At the beginning of March, the CoI began concurrent public sessions of inquiry into Case No. 2 concerning the killing of seventeen local aid workers of the international non-governmental organization Action Contra La Faim (ACF) on or about 4th August 2006. Along with several other international aid organizations, ACF worked to provide medical and health related assistance within the Eastern Province through locally hired staff at a main office in Trincomaee and a smaller office in nearby Muttur. Both of these areas were under control of Sri Lanka Army (SLA) and other security forces, but remained perilously close to the active military front. On August 1st, 2006 the LTTE launched a large scale attack on the city, breaking through SLA lines, and managed to temporarily seize control of Muttur. The SLA staged a counter-attack and a few days later succeeded in regaining control of the town.
As occurs with any military campaign, numerous civilian deaths and massive displacement of residents living in the town and outlying areas accompanied this fierce struggle for dominance. When the fighting subsided at the end of the week, one particularly gruesome loss of life discovered was the bodies of all seventeen Muttur staff members lined up within the ACF office courtyard in two rows. From these circumstances and in light of additional details, it became undeniable that these local humanitarians had been deliberately executed. Each side to the battle denied any responsibility and wholly blamed the other, but witness testimony before the CoI has provided mounting evidence that these wanton deaths occurred after the Government forces regained control of Muttur, thereby indicating their culpability.
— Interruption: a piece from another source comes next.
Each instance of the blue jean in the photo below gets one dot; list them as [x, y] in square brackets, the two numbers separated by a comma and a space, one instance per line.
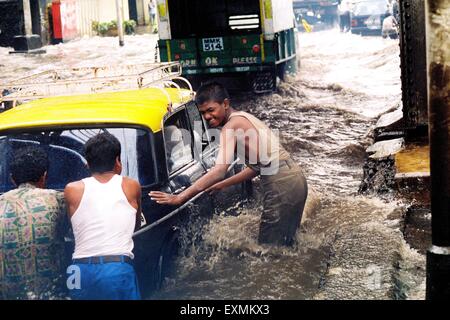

An ancillary issue raised by the Government at the time of the killing, and again during the CoI, has been the question of whether ACF failed to reasonably protect the security of its staff members. From the onset and over the course of the fighting, the staff members trapped in Muttur were in continual contact by mobile phones and shortwave radios with the main ACF office across the bay. According to witness testimony the ACF management in Trincomalee instructed the Muttur staff to stay put in the office compound and await evacuation, in accordance with ACF’s standard security procedure. Following the killings, many Sri Lankans questioned the prudence of these instructions and also whether every effort was made to evacuate the Muttur staff. ACF for its part paid the slain staff’s families compensation but steadfastly disclaimed any negligence.
Certainly primary responsibility lies with the perpetrators who executed seventeen civilians in cold blood, but it may also be another warning of a still all-too-commonplace naivety that an international NGO name will protect both local and international staff members from any harm, no matter the danger.